Bangladesh has shown remarkable economic performance, achieving GDP growth of 6 percent on average over the last decade and of 7.4 percent in its fiscal year 2016/17. To sustain this performance, the government of Bangladesh passed a budget on 1 June 2017 of 50 billion US dollars (USD).  

Tax revenue is expected to meet about 72 percent of this outlay, with income tax and value added tax (VAT) expected to contribute about 35 percent each and the balance coming from customs duties and other taxes. As a result, the government intends to broaden the tax net for income tax and VAT in the current and future fiscal years. 

Bangladesh continues to focus on developing its infrastructure and improving its energy sector. Recently signed memoranda of understanding with China, Japan, Russia and India aim to increase foreign investment in infrastructure and energy. The tax authority has already begun issuing formal gazettes, orders and notifications in this regard. 

New VAT law postponed

Application of the new VAT Act 2012 has been postponed until 1 July 2019. The VAT Act 1991 and related rules remain in effect with no significant changes for 2017. However, all businesses must obtain a nine-digit electronic business identification number (e-BIN) by 31 December 2017.

Corporate tax rates

The tax law generally maintains the previous corporate tax rate structure, which imposes income tax at 25 percent on listed entities and 35 percent for non-listed entities. Corporate tax rate changes announced this year include:

  • an additional surcharge of 2.5 percent on income of companies in the tobacco sector
  • a reduction of the corporate income tax rate for companies in the readymade garments sector to 12 percent (from 20 percent)
  • a further 2 percent rate reduction (to 10 percent) for companies in the readymade garments sector that have an internationally recognized green building certificate. 

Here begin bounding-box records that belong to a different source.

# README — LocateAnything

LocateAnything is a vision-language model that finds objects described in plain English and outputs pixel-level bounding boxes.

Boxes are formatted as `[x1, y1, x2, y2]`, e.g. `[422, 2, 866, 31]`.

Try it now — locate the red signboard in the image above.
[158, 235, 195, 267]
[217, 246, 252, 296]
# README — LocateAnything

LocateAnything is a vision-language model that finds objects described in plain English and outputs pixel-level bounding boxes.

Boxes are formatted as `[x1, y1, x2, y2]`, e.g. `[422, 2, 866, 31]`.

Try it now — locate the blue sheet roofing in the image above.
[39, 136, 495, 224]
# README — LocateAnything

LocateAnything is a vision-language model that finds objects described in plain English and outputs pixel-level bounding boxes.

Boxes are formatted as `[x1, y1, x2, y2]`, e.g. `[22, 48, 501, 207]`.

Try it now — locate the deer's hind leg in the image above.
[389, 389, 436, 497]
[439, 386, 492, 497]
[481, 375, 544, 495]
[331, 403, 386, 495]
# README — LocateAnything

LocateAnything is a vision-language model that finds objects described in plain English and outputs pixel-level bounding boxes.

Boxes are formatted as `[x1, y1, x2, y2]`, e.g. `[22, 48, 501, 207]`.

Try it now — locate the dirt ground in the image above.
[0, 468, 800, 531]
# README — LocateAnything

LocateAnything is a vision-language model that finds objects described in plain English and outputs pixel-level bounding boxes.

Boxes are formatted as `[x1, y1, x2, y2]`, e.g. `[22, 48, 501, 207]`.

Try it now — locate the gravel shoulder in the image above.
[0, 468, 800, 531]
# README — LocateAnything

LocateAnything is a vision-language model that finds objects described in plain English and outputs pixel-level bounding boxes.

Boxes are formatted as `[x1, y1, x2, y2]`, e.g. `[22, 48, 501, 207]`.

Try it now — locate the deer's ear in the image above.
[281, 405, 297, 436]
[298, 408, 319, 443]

Certain companies remain taxed at different rates. For example:

  • Banking companies, insurance companies and non-banking financial institutions are taxed at 40 percent if they are listed and 42.5 percent if non-listed.
  • Cigarette manufacturers and mobile phone operator are taxed at 45 percent (before the additional surcharge on cigarette manufacturers noted above)
  • Companies that produce or export jute products are taxed at 10 percent.Generally, a company’s export earnings are 50 percent exempt.

Tax exemption for public-private partnerships

In 2017, the government introduced tax exemptions for work in public-private partnerships (PPP) by project companies involved in the following projects:

  • National highways and expressways and related service roads
  • Flyovers
  • Elevated and at-grade expressways
  • River bridges and tunnels
  • River, sea and air ports
  • Subways, monorails and railways
  • Bus terminals and depots
  • Elderly care homes.

Qualifying PPP companies will be exempt from tax as follows:

  • Business income are fully exempt from income tax for 10 years after commercial operations commence.
  • Capital gains arising from transfers of share capital, royalties, technical know-how and technical assistance fees paid by the company are fully exempt from income tax for 10 years after commercial operations commence.
  • Foreign technicians appointed by a PPP company gain a 50 percent tax exemption for 3 years from the date of their appointment, provided the PPP company has been commercially operating for 5 years or less. If the company has commercially operated for more than 5 years, the exemption for foreign technicians is not available.

To qualify for the above exemptions, the PPP company must:

  • obtain a 12-digit Taxpayer’s Identification Number
  • maintain accounts as per section 35 (Method of Accounting) and submit income tax return as per section 75 of the Income Tax Law.